Varios policías nacionales de Málaga se contagian de Covid-19 durante el apoyo al control del confinamiento de los temporeros de Albacete

Son efectivos de la UIP de la Policía Nacional, que habían acudido a la provincia a controlar el confinamiento de los temporeros, informa Diario Sur.

Varios efectivos de la Policía Nacional de Málaga han dado positivo en Covid-19 durante un servicio de apoyo en Albacete. Según han confirmado fuentes oficiales a este periódico, se han detectado «algunos positivos» y se ha activado el protocolo sanitario. Todos se encuentran bien y los que están experimentando síntomas son similares a «un mal resfriado», según fuentes consultadas.



Los agentes afectados pertenecen a la Unidad de Intervención Policial (UIP), concretamente de miembros del cuarto grupo de la V unidad de esta división de seguridad, según fuentes confirmadas. Estas mismas fuentes precisan que el número de policías que trabajan en Málaga afectados por este brote son nueve, a los que se les suman otros dos procedentes de la provincia de Sevilla que también acudieron a Albacete en apoyo a las labores policiales derivadas del confinamiento de los jornaleros.

Según las fuentes consultadas, los agentes de la Policía Nacional de Málaga que han dado positivo están confinados en habitaciones individuales del hotel en el que se alojaban, mientras que el resto de los compañeros del cuarto grupo han regresado a sus casas con un resultado negativo, aunque están guardando cuarentena por prevención.

El desplazamiento de los agentes a la provincia de Albacete se produjo el pasado miércoles día doce.
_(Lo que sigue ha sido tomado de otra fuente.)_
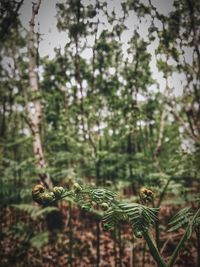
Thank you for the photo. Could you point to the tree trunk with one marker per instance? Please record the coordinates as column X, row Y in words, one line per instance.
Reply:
column 34, row 108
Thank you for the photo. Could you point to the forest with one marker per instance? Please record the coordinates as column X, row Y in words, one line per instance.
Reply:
column 99, row 133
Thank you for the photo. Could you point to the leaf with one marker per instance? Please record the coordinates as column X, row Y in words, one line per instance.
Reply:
column 140, row 216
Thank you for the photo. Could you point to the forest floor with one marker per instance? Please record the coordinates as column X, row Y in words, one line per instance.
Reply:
column 82, row 242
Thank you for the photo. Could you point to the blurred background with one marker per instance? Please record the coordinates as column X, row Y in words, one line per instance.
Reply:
column 97, row 92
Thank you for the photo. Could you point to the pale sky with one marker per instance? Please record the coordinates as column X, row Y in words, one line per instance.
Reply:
column 51, row 38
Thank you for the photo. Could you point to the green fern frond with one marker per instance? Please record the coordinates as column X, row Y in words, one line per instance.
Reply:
column 43, row 212
column 28, row 208
column 102, row 195
column 112, row 217
column 140, row 216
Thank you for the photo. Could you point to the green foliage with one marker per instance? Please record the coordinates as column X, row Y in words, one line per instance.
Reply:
column 40, row 240
column 140, row 217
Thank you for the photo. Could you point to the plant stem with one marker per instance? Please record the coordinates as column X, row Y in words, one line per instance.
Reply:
column 70, row 235
column 120, row 248
column 182, row 241
column 153, row 249
column 143, row 254
column 98, row 242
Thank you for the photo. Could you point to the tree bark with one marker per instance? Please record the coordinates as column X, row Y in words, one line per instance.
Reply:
column 34, row 108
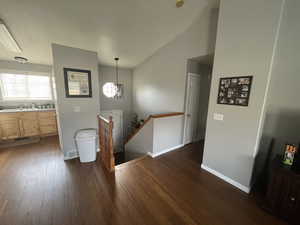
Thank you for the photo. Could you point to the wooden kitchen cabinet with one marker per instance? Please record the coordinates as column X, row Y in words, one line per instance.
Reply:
column 47, row 123
column 10, row 126
column 27, row 124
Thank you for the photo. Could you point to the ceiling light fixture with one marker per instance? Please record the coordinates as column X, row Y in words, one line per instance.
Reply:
column 179, row 3
column 21, row 59
column 119, row 87
column 7, row 40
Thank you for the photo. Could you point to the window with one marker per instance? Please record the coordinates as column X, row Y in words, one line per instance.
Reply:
column 25, row 87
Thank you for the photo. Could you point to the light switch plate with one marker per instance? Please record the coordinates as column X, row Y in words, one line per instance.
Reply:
column 218, row 116
column 76, row 108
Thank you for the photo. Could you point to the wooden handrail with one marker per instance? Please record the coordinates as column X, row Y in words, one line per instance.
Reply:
column 106, row 143
column 154, row 116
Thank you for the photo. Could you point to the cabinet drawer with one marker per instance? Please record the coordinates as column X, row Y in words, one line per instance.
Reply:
column 47, row 121
column 8, row 116
column 47, row 114
column 28, row 115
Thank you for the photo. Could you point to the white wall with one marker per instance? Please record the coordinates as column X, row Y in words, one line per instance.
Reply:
column 246, row 38
column 27, row 68
column 108, row 74
column 282, row 120
column 167, row 133
column 69, row 120
column 159, row 82
column 156, row 137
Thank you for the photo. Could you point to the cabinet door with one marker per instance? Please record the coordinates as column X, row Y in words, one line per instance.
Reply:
column 47, row 123
column 10, row 126
column 29, row 124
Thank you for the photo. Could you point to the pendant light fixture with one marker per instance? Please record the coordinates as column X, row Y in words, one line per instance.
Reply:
column 179, row 3
column 118, row 86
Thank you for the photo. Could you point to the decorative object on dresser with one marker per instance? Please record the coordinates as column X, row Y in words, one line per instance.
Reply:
column 283, row 194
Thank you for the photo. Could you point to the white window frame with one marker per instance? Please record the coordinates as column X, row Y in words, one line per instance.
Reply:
column 51, row 99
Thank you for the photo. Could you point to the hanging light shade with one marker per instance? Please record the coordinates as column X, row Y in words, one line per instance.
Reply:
column 119, row 87
column 179, row 3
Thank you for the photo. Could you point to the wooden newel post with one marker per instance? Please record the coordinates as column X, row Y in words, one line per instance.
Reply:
column 106, row 143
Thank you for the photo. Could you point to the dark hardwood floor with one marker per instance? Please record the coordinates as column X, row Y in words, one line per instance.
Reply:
column 38, row 188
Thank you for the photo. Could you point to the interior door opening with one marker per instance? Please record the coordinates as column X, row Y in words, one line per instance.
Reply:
column 196, row 100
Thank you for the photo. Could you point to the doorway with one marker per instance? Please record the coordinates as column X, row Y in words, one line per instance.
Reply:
column 192, row 108
column 196, row 102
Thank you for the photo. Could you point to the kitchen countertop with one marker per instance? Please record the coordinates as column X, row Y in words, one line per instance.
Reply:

Los primeros test PCR positivos se detectaron el día 19, momento desde el que los agentes están completamente aislados del exterior. Según las fuentes consultadas, los efectivos policiales de Málaga acudieron a la provincia de Castilla-La Mancha para relevar a los compañeros sevillanos que se habían desplazado en funciones de apoyo y control.

Los problemas relacionados con los trabajadores del campo en Albacete por la pandemia comenzaron a registrarse a mediados de julio. A principios de este mes de agosto, las autoridades sanitarias decretaron el confinamiento de unos 200 temporeros, que fueron trasladados a la Institución Ferial de Albacete (IFAB), donde se registraron varias revueltas, protestas y conatos de violencia contra los agentes encargados de que se cumpliesen las medidas sanitarias.

La mayoría de estos trabajadores son de origen africano (Senegal, Mali y Marruecos principalmente) y suelen enviar los ingresos obtenidos en la recogida de temporada a sus familias, como indicaba a la agencia EFE el portavoz del Colectivo de Apoyo al Inmigrante (Acaim), Cheikhou Cisse. El primer brote se detectó en un asentamiento ilegal en una antigua nave de cereales, en la que varios de estos trabajadores presentaron síntomas y fueron diagnosticados con Covid-19.

El primer conato de resistencia lo protagonizaron cerca de un centenar de trabajadores procedentes del norte de África, que se saltaron el confinamiento el domingo 19 de julio y protagonizaron incidentes en el municipio de Albacete. El cinco de agosto se registraron varias fugas del IFAB tras lo que se produjeron reubicaciones de los temporeros confinados, que fueron seguidos de un motín de cinco horas en los que pedían que les dejasen salir a trabajar.